最初は厚い雨雲だと思われた。だが雨は降らず、昼なのに星が消え、浮遊都市の空気だけが薄くなっていく。
魔導機関は正常。防護殻にも亀裂はない。それでも市民は息を切らし、鳥が次々と落ちた。
技師たちは都市の高度を下げようとしたが、何か巨大な力が上から吸いつけて離さない。
ヤグナスは清掃用足場を殻の頂上まで上げた。
黒い空の一部が、ゆっくり脈打っている。
雲ではない。
大陸ほどの翼を持つ《虚空吸い》が、防護殻の外側へ腹を貼りつけ、都市の空気と魔力をすすっていた。あまりに大きいため、住民には生物ではなく夜空そのものに見えていたのだ。
警備隊長が通信筒で叫ぶ。
「攻撃すれば殻が割れる。
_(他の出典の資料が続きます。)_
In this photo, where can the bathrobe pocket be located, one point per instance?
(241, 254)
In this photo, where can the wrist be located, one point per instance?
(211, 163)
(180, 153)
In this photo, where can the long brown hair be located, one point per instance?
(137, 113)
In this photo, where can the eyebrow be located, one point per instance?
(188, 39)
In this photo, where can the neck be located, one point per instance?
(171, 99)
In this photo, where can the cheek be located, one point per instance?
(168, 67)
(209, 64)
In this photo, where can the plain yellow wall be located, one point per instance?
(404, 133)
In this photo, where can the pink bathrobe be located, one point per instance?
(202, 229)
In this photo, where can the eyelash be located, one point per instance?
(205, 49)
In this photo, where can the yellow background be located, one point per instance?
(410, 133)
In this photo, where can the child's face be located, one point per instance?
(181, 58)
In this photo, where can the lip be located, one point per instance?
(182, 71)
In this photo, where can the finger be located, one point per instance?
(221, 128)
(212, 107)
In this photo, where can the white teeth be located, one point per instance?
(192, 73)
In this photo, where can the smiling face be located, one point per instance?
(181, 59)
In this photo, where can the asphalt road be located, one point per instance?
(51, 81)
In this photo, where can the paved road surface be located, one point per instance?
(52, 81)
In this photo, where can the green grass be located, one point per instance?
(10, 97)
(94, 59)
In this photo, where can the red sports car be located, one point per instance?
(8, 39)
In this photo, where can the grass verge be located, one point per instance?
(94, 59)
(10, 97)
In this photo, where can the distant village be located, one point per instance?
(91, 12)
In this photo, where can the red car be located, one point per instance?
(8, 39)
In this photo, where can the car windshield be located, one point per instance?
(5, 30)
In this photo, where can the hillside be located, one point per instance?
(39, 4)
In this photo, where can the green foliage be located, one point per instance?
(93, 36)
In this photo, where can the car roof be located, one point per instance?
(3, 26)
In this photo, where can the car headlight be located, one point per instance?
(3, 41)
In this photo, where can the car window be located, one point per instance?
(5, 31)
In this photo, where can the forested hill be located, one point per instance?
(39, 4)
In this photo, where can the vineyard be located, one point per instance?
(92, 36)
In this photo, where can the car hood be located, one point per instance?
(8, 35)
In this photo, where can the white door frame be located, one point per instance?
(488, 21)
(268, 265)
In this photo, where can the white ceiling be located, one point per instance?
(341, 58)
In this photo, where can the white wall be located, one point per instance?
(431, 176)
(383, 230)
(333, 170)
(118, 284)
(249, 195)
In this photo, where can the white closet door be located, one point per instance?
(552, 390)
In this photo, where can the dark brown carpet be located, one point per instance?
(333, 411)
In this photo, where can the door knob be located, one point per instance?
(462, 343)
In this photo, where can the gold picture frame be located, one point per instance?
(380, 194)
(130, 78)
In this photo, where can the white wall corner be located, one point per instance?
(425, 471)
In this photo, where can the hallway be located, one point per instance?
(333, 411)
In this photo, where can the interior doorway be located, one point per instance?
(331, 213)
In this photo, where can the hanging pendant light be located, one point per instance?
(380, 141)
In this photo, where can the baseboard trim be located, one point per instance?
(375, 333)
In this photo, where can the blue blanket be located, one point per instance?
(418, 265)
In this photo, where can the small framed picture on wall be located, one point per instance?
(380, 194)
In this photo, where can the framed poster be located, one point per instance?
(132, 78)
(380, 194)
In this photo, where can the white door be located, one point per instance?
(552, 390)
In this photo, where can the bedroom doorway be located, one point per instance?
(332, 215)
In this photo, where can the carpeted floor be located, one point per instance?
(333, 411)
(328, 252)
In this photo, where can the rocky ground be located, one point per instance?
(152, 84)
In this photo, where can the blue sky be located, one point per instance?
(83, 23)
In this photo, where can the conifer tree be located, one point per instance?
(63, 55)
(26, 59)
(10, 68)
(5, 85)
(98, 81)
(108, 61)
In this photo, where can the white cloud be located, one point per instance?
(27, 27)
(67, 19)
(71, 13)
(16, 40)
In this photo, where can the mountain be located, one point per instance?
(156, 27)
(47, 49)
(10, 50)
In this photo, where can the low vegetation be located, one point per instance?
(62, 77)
降りてこい!」
ヤグナスは長柄ブラシを組み立てた。
「殻を壊しません。付着物を落とします」
内側からブラシを押し上げる。
技能が透明殻全体へ走り、《虚空吸い》と都市の接触面だけを異物として認識した。
一押しで、黒い腹がわずかに浮く。隙間から青空が針のように差した。二押しで吸着音が雷となって響き、都市へ空気が戻る。
怪物が翼をばたつかせ、さらに強くしがみついた。
ヤグナスは足場の安全綱を切り、全体重を柄へ乗せた。
「天井に、生き物を貼ったままにしないでください!」
最後の一押し。
巨大な影が防護殻から剥がれた。吸着を失った《虚空吸い》は空の彼方へ転がり、浮遊都市を引いていた力も消える。
透明な天井いっぱいに、青空と太陽が戻った。
市民が息を吸う音が都市中で重なった。警備隊長は地上へ戻ったヤグナスに、最高塔の鍵を差し出す。
足場の認証板では、古い職名が空のように透け、新しい文字が高く浮かんだ。